O bibelô: O Representante da República
Há cargos que a História se encarregou de aniquilar. Na versão portuguesa de império, aos governadores distritais seguiram-se os comissários régios, que se substituíram por altos-comissários e que acabariam rebatizados governadores-gerais. Pelas ilhas portuguesas, adjacentes antes de autónomas, passaram capitães-donatários, governadores civis, governadores militares e ministros da República. Uma longa linhagem de cuidadores da unidade do Estado, que hoje se diluiu num representante instalado num palácio. Haverá maior contradição republicana? A República refugiada num palácio construído pela monarquia. A questão não é pessoal. Nunca foi.

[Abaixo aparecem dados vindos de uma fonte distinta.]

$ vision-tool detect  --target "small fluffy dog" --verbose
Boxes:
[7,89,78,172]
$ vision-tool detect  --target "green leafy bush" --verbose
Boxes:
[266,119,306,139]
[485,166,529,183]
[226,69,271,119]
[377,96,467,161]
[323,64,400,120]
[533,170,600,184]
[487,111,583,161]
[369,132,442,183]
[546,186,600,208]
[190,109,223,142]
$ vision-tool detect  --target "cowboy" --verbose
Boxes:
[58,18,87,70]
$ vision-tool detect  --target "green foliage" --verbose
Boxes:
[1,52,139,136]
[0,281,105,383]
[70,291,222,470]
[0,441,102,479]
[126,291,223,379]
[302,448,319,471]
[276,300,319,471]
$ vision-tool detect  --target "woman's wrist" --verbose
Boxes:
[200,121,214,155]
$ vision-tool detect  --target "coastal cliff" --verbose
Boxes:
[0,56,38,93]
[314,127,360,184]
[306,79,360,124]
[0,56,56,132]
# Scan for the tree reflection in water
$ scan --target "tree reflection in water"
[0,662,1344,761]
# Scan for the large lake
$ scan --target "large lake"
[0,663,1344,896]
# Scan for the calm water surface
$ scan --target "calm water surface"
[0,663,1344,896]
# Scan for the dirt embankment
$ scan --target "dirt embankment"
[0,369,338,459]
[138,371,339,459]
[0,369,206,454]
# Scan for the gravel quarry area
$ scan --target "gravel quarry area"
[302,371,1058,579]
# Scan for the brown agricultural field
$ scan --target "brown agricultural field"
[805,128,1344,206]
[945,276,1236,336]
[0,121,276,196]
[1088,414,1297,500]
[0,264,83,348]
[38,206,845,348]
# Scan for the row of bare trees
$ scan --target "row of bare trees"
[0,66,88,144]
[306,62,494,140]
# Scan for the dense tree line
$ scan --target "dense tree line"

O juiz conselheiro Ireneu Barreto desempenha com estoicismo e lealdade a missão que lhe foi confiada. O problema é a função que lhe pedem. O Representante não é embaixador da República, é mandatário do espírito desconfiado do Estado unitário. O sucessivo esvaziamento funcional do cargo poderia sugerir que a sua eliminação pouco acrescentaria, ou até, que a sua existência nos traz influência acrescida ou tratamento privilegiado em Belém. Talvez assim seja. Mas se o cargo não é a essência do problema que aflige as autonomias, não será menos verdade que a sua existência ultrapassa o placebo constitucional. Porque pressupõe uma relação de suspeita, quando deveria ser de cooperação, de vigilância, quando deveria ser de solidariedade, de autoridade, quando deveria ser de partilha de poder. E, com isso, contamina toda a discussão em volta da relação entre o Estado e as Regiões Autónomas.